Columbia River In-Lieu and Treaty Fishing Access Sites Improvement Act
PRINCIPAL DEPUTY ASSISTANT SECRETARY – INDIAN AFFAIRS
UNITED STATES DEPARTMENT OF THE INTERIOR
SENATE COMMITTEE ON INDIAN AFFAIRS
UNITED STATES SENATE
S. 3222, THE COLUMBIA RIVER IN LIEU AND
TREATY FISHING ACCESS SITES IMPROVEMENT ACT
SEPTEMBER 14, 2016
Chairman Barrasso, Vice-Chairman Tester, and members of the Committee, my name is Larry Roberts. I am the Principal Deputy Assistant Secretary for Indian Affairs at the Department of the Interior (Department). Thank you for the opportunity to testify before the Committee on S. 3222, the “Columbia River In Lieu and Treaty Fishing Access Sites Improvement Act,” a bill to authorize the Secretary of the Interior to assess sanitation and safety conditions at Bureau of Indian Affairs (BIA) facilities that were constructed to provide treaty tribes access to traditional fishing grounds and expend funds on construction of facilities and structures to improve those conditions. The Department supports S. 3222, with amendments.
United States entered into treaties with tribes along the Columbia River in the 1850s guaranteeing the tribes the rights to their fisheries in exchange for the peaceful cession of most of their territory. However, by the late 1880s, non-Natives had encroached on many of the tribes’ treaty fisheries. The United States filed lawsuits to protect the tribes' fishing rights, and resulting court determinations re-affirmed their treaty-protected right of access to usual and accustomed fishing grounds.

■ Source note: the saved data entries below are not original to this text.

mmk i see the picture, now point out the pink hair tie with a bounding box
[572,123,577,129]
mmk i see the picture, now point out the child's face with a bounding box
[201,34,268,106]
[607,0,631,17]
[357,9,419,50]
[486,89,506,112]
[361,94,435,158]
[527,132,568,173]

Currently, the Columbia River Inter-Tribal Fisheries Commission (CRITFC) provides the operations and maintenance of 28 fishing sites along the Columbia River through a BIA Indian Self-Determination and Education Assistance Act Title I, P.L. 93-638 contract, for the exclusive use of Indian fishers from the four CRITFC member tribes . The sites, which are held by the United States for the benefit of the tribes, offer a wide range of amenities for the fishers including access roads and parking areas, boat ramps and docks, fish cleaning tables, net racks, drying sheds, restrooms, mechanical buildings, and shelters.
S. 3222, if enacted, would authorize the Secretary of the Interior to assess sanitation and safety conditions at BIA facilities that were constructed to mitigate 400 acres of traditional fishing villages inundated by federal hydro development. Today many of these facilities receive high use in excess of what they were originally designed. Any funds appropriated would be expended on facilities and structures to improve those conditions, and for other purposes set forth in Section 2(c).
The Department agrees that S. 3222 would help ensure that the lands necessary for Indians to conduct treaty protected fishing remain wholesome and open for Indian fishers actively engaged in the continued use of these fisheries.
The Department notes that Section 2(a) of the bill applies to sites “owned” by BIA. We think it would be more accurate to describe the sites as “lands held by the United States for the benefit of the Treaty Tribes.”
In addition, the Department recommends extending the Secretary of the Interior’s exclusive authorization-delegation authority in Sec. 2 (b) of S. 3222, to include other agencies, (in addition to tribes or tribal organizations already in the bill), that have expertise in the issues facing some sites.
Section 2(c)(2) of S. 3222 would authorize the improvement of “…access to electricity, sewer and water infrastructure, where feasible, to reflect needs for sanitary and safe use of facilities.” When such structures exist it is important to note, that water sources and washrooms are community structures, and where it is feasible, such community structures could be improved or expanded. The Department would not interpret this provision to include improvements for individual electricity and/or sewer water hookups associated with recreational vehicles.
Thank you for providing the Department the opportunity to provide input into S. 3222. The Department supports S. 3222, with amendments. I am available to answer any questions the Committee may have.
1. Yakima Nation, the Confederated Tribes of the Umatilla Indian Reservation, the Nez Perce Tribe, and the Confederated Tribes of the Warm Springs Reservation of Oregon.